2

I have searched around but not gotten much help. Here's my problem. I want to start from a portal page on wikipedia, say Computer_science and go its categories pages. There are some pages in that category and there are links to subcategories. I will visit some of these pages and get the page abstracts alone. Then go to the next level with pointers from this categories page and so on.

I know C++/php/js/python. Which fits best here? I'd like to do this in a day. I know there's an api, but it doesn't seem helpful for getting content.

  1. I need to get pages
  2. Parse them to get to the categories div (or element as provided by raw wiki data) for getting the abstracts as well as going to other pages.

I need suggestions for programming languages, libraries and public code if available. I also heard wiki don't like bot crawlers, I am planning to get may 500 docs at most. Is that a problem?

Thanks a lot

Sanjeev Satheesh
  • 424
  • 5
  • 17
  • @Sanjeev Satheesh It can be done with regexes. If it isn't too complicated, it maybe done relativelay rapidly. I go to Wikipedia and your links to see what you want and study the problem – eyquem Mar 08 '11 at 11:26
  • @Sanjeev Satheesh How do we go from the portal Computer_science to its categories page ? What is the link in the portal page to go to its categories page ? – eyquem Mar 08 '11 at 11:34
  • Scroll down the portals page.

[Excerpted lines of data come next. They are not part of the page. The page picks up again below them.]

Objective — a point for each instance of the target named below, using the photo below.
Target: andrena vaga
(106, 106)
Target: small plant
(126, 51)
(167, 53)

THere is a block called `Categories` with links. – Sanjeev Satheesh Mar 08 '11 at 11:36
  • @Sanjeev Satheesh I had seen the Category block. But I hadn't try the link under the name "Competitions". OK now – eyquem Mar 08 '11 at 12:30
  • @Sanjeev Satheesh I wrote a little code to fetch the content of the portal's page but there is something special with Wikipedia: I get _'Error: ERR_ACCESS_DENIED, errno [No Error] at Tue, 08 Mar 2011 12:27:13 GMT\n'_ as line 86. It reminds me that I once saw a code that was fetching Wikipedia's pages, it used a special request to get the right source code. I don't remind the required request that must be send – eyquem Mar 08 '11 at 12:36
  • if you are using a script you should identify as some kind of browser, I think. Apparently, wiki does not like random bots. You either need to be registered as a bot or identify yourself as a browser – Sanjeev Satheesh Mar 08 '11 at 12:39
  • 3
    You **must not** have your script identify as some kind of browser. See [the Wikimedia User-Agent policy](http://meta.wikimedia.org/wiki/User-Agent_policy). Read-only bots that don't query so much as to be noticed by the sysadmins are ok. – Anomie Mar 08 '11 at 16:12

4 Answers4

3

There isn't necessarily a category corresponding to a portal, although you could try looking for a category with the same name as the portal, the categories the portal page is in (using the API, you can query this with prop=categories), or the category pages linked from the portal page (prop=links&plnamespace=14).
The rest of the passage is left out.